Common variants include Sticke (“secret”) alt, which is slightly stronger, darker, richer and more complex than typical alts. Bitterness rises up to 60 IBUs and is usually dry hopped and lagered for a longer time.
Northern Brewer has a Super alt kit that looks similar to what your looking for.
 
OP
Brew-Happy

Brew-Happy

Well-Known Member
Joined
May 27, 2008
Messages
1,324
Reaction score
9
Location
Lubbock, Texas
I think your looking for a "Sticke alt". Here's the BJCP description:



Northern Brewer has a Super alt kit that looks similar to what your looking for.
That is similar, but I am hoping to keep the color and maltiness light.
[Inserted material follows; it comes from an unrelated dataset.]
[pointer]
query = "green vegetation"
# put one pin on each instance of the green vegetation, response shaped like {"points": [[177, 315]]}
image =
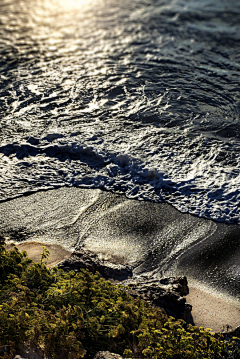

Interestingly, the BJCP description says it's a lager and the NB description uses an ale yeast. When I get to this I will be fermenting in the mid to upper 60's.

As a recipe, I am now down to Light DME, Pilsen malt, and Vienna malt. Simple and hoppy.
 

the_bird

10th-Level Beer Nerd
Lifetime Supporter
Joined
May 21, 2006
Messages
20,964
Reaction score
599
Location
Adams, MA
I'd bite the bullet and use a liquid yeast; maybe a Kölsch. German ale yeast that's used (I believe) in altbiers, which is probably the closest to what you're designing. Ferment it a little cool (60°), IIRC. It's a clean ale yeast.

It could be really good. I'd still stick with the liquid pils extract, mash a little Vienna if you want (or not, German receipes tend to have simple grainbills), use the Kolsch yeast, and hop it with classic noble hops like your Saaz and your Tettnag. Almost like a super-pils, but with a clean ale yeast and jacked up hopping. Keep the beer dry like an IPA should be, limited use of any crystal-type malts.
 

Teacher

Well-Known Member
Joined
Sep 8, 2007
Messages
542
Reaction score
8
Location
Grand Forks, ND, USA
Morebeer also has Pilsner LME. I'd also agree with getting rid of the T-58. Use a Koelsch or altbier yeast, or just use something clean like Nottingham. Have fun!
 

HOOTER

Well-Known Member
Joined
Mar 7, 2008
Messages
1,653
Reaction score
15
Location
Spokane, WA
Interestingly, the BJCP description says it's a lager and the NB description uses an ale yeast. When I get to this I will be fermenting in the mid to upper 60's.
No, the BJCP description says it's "lagered" which essentially means aged. The word "alt" means old, reffering to the old way of making beer in Germany using top fermenting yeast, before the discovery of bottom fermenting lager strains. Sticke alt is the closest the Germans ever came to an IPA, but I'm sure you can come up with a recipe that's lighter and less malty.
 

romanalex1

Member
Joined
Jul 13, 2009
Messages
5
Reaction score
0
Location
New york city
Other than English/American Ipa's, i've only had a belgian brigand IPA which is ok, not bad but certianly not a hop bom such as a stone ruination, or smuttynose (my fav's).